Mexiko, mein anderes Leben (German Edition)
Niederkalifornien oder Baja California, im Ort Cabo San Lucas, steht eine große Villa. Sie gehört Roberts Freund Heinz, den er in München besucht hatte. Gemeinsam hatten sie diese 1990 erbaut. Hier hatten die Familien von Robert und Heinz zwei Jahre wie in einer großen Wohngemeinschaft gelebt, aber auf Dauer funktionierte das Zusammenleben nicht. Während Robert mit seiner Familie nach Kanada zurückging, arbeitete Heinz wieder als Zahnarzt in Deutschland. Um das verlassene Objekt kümmerte sich danach eigentlich jahrelang niemand so recht. Aber um diese Villa drehten sich nun unsere Gedanken und Gespräche, denn wir waren der Idee verfallen, dieses Anwesen zu unserer neuen Heimat werden zu lassen. Es war die letzten Jahre sehr vernachlässigt worden und unsere Aufgabe würde es sein, eine kleine Pension aufzubauen und zu betreiben.
Mir waren ja sogar die Alpen fremd gewesen und nun sollte Mexiko meine neue Heimat werden?
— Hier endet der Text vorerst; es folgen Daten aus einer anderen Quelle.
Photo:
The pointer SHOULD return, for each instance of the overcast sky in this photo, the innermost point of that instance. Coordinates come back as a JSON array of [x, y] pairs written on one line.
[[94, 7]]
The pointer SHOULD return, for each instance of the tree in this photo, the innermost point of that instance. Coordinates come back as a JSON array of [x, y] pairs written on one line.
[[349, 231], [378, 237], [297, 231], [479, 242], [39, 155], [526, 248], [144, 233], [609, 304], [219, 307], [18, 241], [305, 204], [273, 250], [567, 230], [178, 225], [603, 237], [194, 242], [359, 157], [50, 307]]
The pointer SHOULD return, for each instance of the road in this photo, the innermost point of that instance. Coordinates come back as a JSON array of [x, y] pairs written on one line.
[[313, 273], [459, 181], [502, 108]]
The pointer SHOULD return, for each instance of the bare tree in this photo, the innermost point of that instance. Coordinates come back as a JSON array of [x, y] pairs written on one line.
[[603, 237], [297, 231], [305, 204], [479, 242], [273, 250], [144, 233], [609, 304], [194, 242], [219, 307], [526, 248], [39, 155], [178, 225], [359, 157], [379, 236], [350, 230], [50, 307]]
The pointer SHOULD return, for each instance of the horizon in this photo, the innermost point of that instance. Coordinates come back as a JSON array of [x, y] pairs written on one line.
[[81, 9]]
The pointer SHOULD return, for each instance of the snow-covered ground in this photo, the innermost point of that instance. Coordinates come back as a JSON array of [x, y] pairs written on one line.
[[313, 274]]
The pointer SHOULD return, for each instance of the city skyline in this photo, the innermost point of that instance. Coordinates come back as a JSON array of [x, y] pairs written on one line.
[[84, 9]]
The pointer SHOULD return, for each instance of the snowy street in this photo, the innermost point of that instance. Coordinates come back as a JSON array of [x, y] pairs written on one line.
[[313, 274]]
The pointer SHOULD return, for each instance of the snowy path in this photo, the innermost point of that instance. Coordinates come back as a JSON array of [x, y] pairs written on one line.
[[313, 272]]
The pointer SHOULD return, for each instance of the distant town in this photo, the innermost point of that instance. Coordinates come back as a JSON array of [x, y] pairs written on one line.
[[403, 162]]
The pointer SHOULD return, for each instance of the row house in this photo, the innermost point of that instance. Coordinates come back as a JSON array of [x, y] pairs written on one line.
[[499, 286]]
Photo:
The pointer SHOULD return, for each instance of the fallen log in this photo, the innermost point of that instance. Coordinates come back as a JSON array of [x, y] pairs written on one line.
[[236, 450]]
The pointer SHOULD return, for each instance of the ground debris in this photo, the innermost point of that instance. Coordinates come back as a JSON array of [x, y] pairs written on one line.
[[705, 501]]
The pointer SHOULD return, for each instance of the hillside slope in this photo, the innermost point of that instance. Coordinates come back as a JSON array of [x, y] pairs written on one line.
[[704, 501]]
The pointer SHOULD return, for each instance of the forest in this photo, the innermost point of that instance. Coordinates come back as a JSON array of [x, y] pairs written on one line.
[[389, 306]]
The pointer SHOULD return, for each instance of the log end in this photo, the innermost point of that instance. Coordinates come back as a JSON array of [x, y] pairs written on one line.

Als Schulkind war ich vielleicht schon dort gewesen, aber nur mit dem Finger auf der Landkarte. Woanders existierte dieses Land für mich eigentlich nicht, und dass Mexiko eine Halbinsel besitzt, die man Niederkalifornien nennt, hatte ich noch nie zuvor gehört. Trotzdem hatten wir es aufgrund von Roberts Erfahrungen als unsere neue Heimat auserwählt. Aber bis unsere Gedanken zur Realität wurden, sollte noch sehr viel geschehen.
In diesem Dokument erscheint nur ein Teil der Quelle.